The softmax layer takes an input $\overrightarrow{\mathbf{x}}\in\mathbb{R}^{d}$ and outputs:
$\displaystyle\textrm{Softmax}\left(\overrightarrow{\mathbf{x}}\right):=\frac{% \exp({\mathbf{W}}\overrightarrow{\mathbf{x}})}{\left\\exp({\mathbf{W}}% \overrightarrow{\mathbf{x}})\right\_{1}}\in\mathbb{R}^{c},$  (1) 
where ${\mathbf{W}}\in\mathbb{R}^{d\times c}$, $d$ is called the model dimension and $c$ is the number of output classes. In almost all of the applications, we only care about accurately estimating the conditional distribution on the top$k$ output probabilities for some $k$ i.e.,
$\displaystyle\textrm{Softmax}_{k}\left(\overrightarrow{\mathbf{x}}\right):=% \frac{\textrm{Top}_{k}\left(\textrm{Softmax}\left(\overrightarrow{\mathbf{x}}% \right)\right)}{\left\\textrm{Top}_{k}\left(\textrm{Softmax}\left(% \overrightarrow{\mathbf{x}}\right)\right)\right\_{1}}\in\mathbb{R}^{c},$  (2) 
where $\textrm{Top}_{k}\left(\cdot\right)$ operation takes a vector as input, retains the values of the top$k$ entries and sets the remaining to zero.

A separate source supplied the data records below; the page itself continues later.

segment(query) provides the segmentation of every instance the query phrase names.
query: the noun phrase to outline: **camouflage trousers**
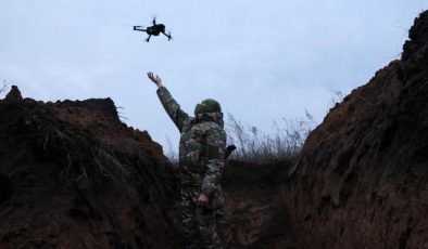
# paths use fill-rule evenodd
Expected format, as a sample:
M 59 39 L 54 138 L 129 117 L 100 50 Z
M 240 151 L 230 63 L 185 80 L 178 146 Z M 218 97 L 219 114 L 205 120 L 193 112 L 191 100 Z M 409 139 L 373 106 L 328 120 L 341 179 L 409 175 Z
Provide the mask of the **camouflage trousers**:
M 201 194 L 198 187 L 181 187 L 182 233 L 186 249 L 218 249 L 222 248 L 217 235 L 217 208 L 215 197 L 210 197 L 206 208 L 198 207 Z

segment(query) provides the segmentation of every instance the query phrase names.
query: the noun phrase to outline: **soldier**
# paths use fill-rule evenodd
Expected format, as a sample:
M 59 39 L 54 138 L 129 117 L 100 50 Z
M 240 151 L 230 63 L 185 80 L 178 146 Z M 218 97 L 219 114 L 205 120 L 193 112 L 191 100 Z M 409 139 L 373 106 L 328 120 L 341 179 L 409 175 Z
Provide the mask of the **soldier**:
M 190 117 L 158 75 L 148 73 L 148 77 L 158 86 L 158 96 L 181 133 L 179 179 L 186 249 L 222 248 L 216 232 L 216 202 L 226 147 L 221 105 L 212 99 L 204 100 L 196 106 L 194 117 Z

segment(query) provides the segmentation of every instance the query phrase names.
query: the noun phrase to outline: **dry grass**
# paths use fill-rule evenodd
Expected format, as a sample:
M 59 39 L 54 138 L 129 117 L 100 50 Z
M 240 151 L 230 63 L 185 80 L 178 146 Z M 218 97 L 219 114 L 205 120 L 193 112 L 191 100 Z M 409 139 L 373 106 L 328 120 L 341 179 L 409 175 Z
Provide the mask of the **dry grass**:
M 244 126 L 228 114 L 226 126 L 228 144 L 235 144 L 237 150 L 231 158 L 252 162 L 275 161 L 297 156 L 309 133 L 315 127 L 311 114 L 304 118 L 286 119 L 281 123 L 274 121 L 274 133 L 265 133 L 253 126 Z
M 237 149 L 230 159 L 266 162 L 297 156 L 316 122 L 310 113 L 303 118 L 274 121 L 274 132 L 265 133 L 254 126 L 246 126 L 228 114 L 226 120 L 227 144 L 234 144 Z M 178 153 L 167 137 L 166 157 L 172 162 L 178 162 Z

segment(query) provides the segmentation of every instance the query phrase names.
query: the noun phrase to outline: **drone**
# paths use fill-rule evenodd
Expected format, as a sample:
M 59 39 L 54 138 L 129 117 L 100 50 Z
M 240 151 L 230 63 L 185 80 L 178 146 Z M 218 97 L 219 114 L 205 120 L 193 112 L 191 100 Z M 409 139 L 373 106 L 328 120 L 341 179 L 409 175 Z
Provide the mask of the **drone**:
M 146 39 L 147 42 L 150 41 L 150 38 L 151 38 L 152 36 L 155 36 L 155 37 L 156 37 L 156 36 L 159 36 L 161 32 L 162 32 L 163 35 L 165 35 L 165 37 L 167 37 L 168 40 L 171 40 L 171 39 L 173 38 L 173 37 L 171 36 L 169 32 L 168 32 L 168 34 L 165 32 L 165 25 L 163 25 L 163 24 L 156 24 L 156 18 L 153 18 L 152 23 L 153 23 L 153 26 L 147 27 L 146 29 L 141 28 L 142 26 L 134 26 L 134 30 L 147 32 L 147 34 L 149 35 L 149 37 Z

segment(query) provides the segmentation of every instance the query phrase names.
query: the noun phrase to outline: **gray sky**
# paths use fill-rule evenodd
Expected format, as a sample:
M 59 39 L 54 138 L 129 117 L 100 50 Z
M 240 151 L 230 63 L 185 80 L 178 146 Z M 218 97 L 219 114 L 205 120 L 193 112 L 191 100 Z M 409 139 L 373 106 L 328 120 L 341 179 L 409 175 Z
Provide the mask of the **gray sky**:
M 331 91 L 349 93 L 399 58 L 428 0 L 0 0 L 0 79 L 42 101 L 112 97 L 124 121 L 166 144 L 179 134 L 146 73 L 188 113 L 213 97 L 269 131 Z M 153 16 L 174 40 L 133 31 Z

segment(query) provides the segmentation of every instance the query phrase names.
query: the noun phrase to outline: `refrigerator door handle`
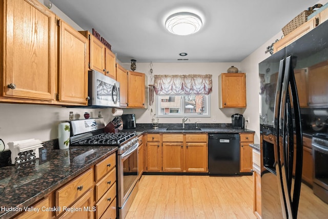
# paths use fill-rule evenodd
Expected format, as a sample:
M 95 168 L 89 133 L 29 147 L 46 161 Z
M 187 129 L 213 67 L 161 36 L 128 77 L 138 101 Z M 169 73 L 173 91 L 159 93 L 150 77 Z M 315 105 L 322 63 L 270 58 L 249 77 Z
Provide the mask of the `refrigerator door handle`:
M 277 82 L 277 87 L 276 88 L 276 98 L 275 99 L 275 107 L 274 111 L 274 155 L 275 163 L 274 166 L 276 170 L 277 178 L 278 189 L 279 193 L 279 197 L 280 200 L 280 205 L 281 206 L 282 212 L 284 218 L 287 218 L 286 212 L 287 210 L 285 205 L 285 197 L 284 196 L 284 188 L 282 183 L 282 174 L 281 174 L 281 164 L 280 163 L 280 154 L 281 153 L 279 150 L 279 145 L 281 144 L 280 141 L 279 131 L 280 129 L 280 107 L 281 104 L 281 94 L 282 91 L 283 78 L 284 78 L 285 68 L 285 60 L 281 59 L 279 63 L 279 71 L 278 74 L 278 79 Z
M 295 76 L 292 67 L 292 57 L 286 58 L 286 67 L 282 83 L 281 103 L 279 122 L 279 160 L 280 161 L 281 185 L 285 197 L 285 207 L 289 218 L 296 218 L 300 193 L 302 174 L 302 141 L 300 123 L 300 113 L 297 89 Z M 290 90 L 292 95 L 293 112 L 290 102 Z M 296 156 L 295 163 L 295 180 L 292 189 L 292 177 L 294 154 L 294 130 L 293 129 L 292 113 L 295 119 L 295 135 L 296 140 Z M 286 138 L 286 137 L 287 138 Z M 292 192 L 293 199 L 292 199 Z

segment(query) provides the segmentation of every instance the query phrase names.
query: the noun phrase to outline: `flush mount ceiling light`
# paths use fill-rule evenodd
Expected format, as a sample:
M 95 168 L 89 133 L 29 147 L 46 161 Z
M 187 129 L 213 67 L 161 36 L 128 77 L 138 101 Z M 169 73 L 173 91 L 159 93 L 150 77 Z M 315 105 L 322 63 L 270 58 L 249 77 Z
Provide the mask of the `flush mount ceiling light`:
M 176 13 L 169 16 L 165 22 L 165 27 L 169 32 L 180 35 L 195 33 L 202 26 L 200 17 L 190 12 Z

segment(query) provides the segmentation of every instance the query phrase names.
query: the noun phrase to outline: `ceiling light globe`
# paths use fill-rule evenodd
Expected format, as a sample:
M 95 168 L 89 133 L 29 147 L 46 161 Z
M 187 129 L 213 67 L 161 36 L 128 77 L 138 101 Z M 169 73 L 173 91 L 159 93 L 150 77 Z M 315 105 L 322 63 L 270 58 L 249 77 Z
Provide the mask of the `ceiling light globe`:
M 166 29 L 176 35 L 186 35 L 198 31 L 202 26 L 201 19 L 190 12 L 179 12 L 170 16 L 165 22 Z

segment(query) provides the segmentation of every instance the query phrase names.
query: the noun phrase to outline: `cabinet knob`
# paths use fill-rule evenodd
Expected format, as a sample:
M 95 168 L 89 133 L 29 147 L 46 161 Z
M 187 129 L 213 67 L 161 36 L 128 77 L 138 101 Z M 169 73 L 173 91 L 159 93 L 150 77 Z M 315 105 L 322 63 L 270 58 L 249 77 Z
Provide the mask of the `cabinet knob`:
M 12 89 L 16 89 L 16 85 L 15 84 L 13 83 L 10 83 L 9 84 L 7 87 L 8 87 L 8 88 L 10 88 Z

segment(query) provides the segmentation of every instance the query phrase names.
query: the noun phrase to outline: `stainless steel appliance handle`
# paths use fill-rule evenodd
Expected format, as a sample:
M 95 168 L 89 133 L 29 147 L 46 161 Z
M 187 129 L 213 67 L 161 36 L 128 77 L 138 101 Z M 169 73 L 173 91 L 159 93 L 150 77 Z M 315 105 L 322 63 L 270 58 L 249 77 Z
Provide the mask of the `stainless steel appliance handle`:
M 314 143 L 312 143 L 312 148 L 315 147 L 322 152 L 328 152 L 328 148 L 326 147 L 322 146 L 320 145 Z
M 121 155 L 121 158 L 124 158 L 125 157 L 126 157 L 127 156 L 129 156 L 130 154 L 133 153 L 136 150 L 137 150 L 138 146 L 139 146 L 139 142 L 135 144 L 132 147 L 130 148 L 129 150 L 128 150 L 127 151 L 123 153 L 123 154 Z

In particular, we only care about estimating the location and values of the top$k$ entries of $\textrm{Softmax}\left(\overrightarrow{\mathbf{x}}\right)$.
The FFN layer takes an input $\overrightarrow{\mathbf{x}}\in\mathbb{R}^{d}$ and outputs:
$\displaystyle\textrm{FF}\left(\overrightarrow{\mathbf{x}}\right):=\sum_{j=1}^{% m}\phi(\langle\overrightarrow{\mathbf{u}}_{j},\overrightarrow{\mathbf{x}}% \rangle)\overrightarrow{\mathbf{v}}_{j},$  (3) 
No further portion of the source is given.